US report shows uptick in Iraq violence since Jan.
By David Morgan
WASHINGTON, March 11 (Reuters) - Iraq has seen an uptick in violence since January, including high-profile suicide and car bomb attacks, partly as a result of recent U.S.-led offensives against Islamist militants, the Pentagon said on Tuesday.
Despite the uptick, Iraq continues to see a sharp overall decline in violence as a result of several factors including last year's build-up of U.S. forces, the U.S. Defense Department said in its latest quarterly report on the war.
Since June, when the last combat brigade in President George W. Bush's so-called surge strategy arrived in Iraq, deaths from sectarian violence have fallen 90 percent, the report said. Total civilian deaths were down more than 70 percent over the same period.
"Key indicators are at levels last seen consistently in mid-2005, with indirect fire attacks at levels not seen since early 2004," the report said.
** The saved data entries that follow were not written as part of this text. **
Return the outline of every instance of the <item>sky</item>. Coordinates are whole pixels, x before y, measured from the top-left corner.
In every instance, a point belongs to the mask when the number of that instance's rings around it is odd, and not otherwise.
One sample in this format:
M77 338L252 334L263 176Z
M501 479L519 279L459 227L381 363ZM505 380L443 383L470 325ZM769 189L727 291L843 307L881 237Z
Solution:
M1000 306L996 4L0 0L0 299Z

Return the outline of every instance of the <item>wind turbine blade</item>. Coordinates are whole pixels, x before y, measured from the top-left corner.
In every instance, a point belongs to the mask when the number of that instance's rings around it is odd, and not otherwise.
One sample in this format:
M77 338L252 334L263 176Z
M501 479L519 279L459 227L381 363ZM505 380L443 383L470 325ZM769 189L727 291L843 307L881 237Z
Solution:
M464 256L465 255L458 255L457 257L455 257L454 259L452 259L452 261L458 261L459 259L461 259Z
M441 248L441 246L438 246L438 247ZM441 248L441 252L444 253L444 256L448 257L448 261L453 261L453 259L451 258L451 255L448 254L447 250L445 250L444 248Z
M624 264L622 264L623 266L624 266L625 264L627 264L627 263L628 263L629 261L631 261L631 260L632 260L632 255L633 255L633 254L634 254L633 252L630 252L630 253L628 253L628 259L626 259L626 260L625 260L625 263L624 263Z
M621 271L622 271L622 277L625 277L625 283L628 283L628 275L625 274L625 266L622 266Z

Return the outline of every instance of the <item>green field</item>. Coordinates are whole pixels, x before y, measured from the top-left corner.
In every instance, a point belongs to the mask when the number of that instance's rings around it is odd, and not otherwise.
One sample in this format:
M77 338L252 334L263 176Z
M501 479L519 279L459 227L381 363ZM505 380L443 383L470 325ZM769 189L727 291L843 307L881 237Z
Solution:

But the Pentagon also reported a rise in security incidents since January in Nineveh and Diyala provinces and other areas where al Qaeda in Iraq militants have flocked since being driven from former strongholds by U.S.-allied Sunni tribesmen.
The report described the increased violence as a "short term" result of military operations against insurgents that began in January.
Defense officials could not say how closely the violence sparked by the offensives was related to a rise in high-profile bombings, calculated to inflict mass casualties.
"In January 2008, high-profile attacks rose for the first time in five months as a result of a slight increase in person-borne IEDs (improvised explosive devices) and a slight increase in vehicle-borne IED's," the report said.
FRAGILE CALM
Charts of attack data in the report showed the increase in high-profile bombings extending into February with a small rise in civilian deaths for the same period. No figures accompanied the charts.
Attacks with Iranian-made armor-piercing roadside bombs doubled in January, compared with December, according to defense officials. The report said the rate of attacks with the explosively formed penetrators, or EFPs, also remained above December levels in February.
The release of the new report, which covers December through February, coincided with a surge of violence that killed 46 people across Iraq on Tuesday.
The violence underscores the fragile nature of the relative calm that has taken hold across Iraq, as the Bush administration moves to withdraw its extra combat forces by mid-summer.
There are now 162,000 U.S. troops in Iraq, but the number is expected to fall to about 140,000 by the end of July.
Gen. David Petraeus, the top U.S. commander in Iraq, is widely expected to recommend a pause in the troop drawdowns when he testifies to Congress next month.
U.S. officials say attacks have dropped more than 60 percent because of the U.S. force surge, the emergence of Sunnis allied with the United States against al Qaeda, improvements in the Iraqi army and a cease-fire declaration by radical Shi'ite cleric Moqtada al-Sadr.